Maturità 2026: la rivoluzione del Curriculum e il nuovo volto delle commissioni d'esame
Il sistema di valutazione dell'Esame di Stato sta attraversando una trasformazione profonda, segnata da un cambio di paradigma che mira a sostituire l'incertezza del sorteggio con la narrazione del percorso individuale. Questo cambiamento è diventato tangibile durante le sessioni di giugno 2026, dove la figura del commissario ha assunto una connotazione più vicina all'empatia e alla valorizzazione del merito, distaccandosi dalla semplice funzione di "giudice" di un algoritmo casuale. Un esempio emblematico di questa nuova sensibilità è rappresentato da Kevin Lauricella, un docente di soli 28 anni che ha assunto il ruolo di commissario esterno più giovane d'Italia per le discipline di Diritto ed Economia Politica.
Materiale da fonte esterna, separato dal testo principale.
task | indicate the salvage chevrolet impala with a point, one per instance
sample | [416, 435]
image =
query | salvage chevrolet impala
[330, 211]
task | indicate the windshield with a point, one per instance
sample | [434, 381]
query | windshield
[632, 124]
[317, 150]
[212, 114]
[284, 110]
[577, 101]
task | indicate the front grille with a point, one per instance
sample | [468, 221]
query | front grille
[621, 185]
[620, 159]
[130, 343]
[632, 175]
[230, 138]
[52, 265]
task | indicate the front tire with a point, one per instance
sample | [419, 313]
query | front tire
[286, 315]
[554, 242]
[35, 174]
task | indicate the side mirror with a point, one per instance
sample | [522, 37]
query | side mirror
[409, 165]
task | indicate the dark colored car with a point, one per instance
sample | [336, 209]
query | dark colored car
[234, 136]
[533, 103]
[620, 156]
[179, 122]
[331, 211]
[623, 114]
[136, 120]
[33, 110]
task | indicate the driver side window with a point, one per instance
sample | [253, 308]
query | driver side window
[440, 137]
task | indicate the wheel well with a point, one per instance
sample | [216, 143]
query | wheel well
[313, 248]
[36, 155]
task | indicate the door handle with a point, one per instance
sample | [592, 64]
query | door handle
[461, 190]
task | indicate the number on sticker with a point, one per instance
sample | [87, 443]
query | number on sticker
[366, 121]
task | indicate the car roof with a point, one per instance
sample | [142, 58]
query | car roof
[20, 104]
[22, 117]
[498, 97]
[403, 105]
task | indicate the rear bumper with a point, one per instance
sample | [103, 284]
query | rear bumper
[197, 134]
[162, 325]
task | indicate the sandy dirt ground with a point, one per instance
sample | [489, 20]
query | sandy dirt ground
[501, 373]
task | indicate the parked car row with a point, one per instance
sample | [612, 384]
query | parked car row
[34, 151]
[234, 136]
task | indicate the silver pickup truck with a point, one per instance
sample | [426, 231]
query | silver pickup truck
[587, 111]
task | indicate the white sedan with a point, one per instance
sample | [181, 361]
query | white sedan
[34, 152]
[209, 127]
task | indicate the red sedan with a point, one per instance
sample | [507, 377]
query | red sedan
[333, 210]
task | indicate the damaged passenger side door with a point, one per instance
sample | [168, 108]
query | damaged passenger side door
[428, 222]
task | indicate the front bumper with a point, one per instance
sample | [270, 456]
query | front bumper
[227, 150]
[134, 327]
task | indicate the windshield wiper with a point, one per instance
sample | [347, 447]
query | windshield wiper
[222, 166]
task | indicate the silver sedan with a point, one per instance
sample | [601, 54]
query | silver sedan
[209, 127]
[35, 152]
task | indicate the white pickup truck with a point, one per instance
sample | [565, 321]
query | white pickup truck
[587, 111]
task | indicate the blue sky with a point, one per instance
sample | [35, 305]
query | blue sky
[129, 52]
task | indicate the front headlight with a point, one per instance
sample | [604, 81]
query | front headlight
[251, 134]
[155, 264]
L'esperienza di Lauricella, che ha operato in una commissione a Verona per gli studenti dell'indirizzo Scienze Umane, non è solo un dato statistico di rilievo su quasi 14.000 commissioni nazionali, ma riflette l'obiettivo della riforma promossa dal Ministro dell'Istruzione e del Merito, Giuseppe Valditara. Il focus si è spostato sulla capacità dello studente di dimostrare autonomia e responsabilità attraverso la sintesi del proprio percorso formativo, eliminando quella che veniva definita la "paura della busta" e favorendo un clima di minore tensione e maggiore consapevolezza pedagogica.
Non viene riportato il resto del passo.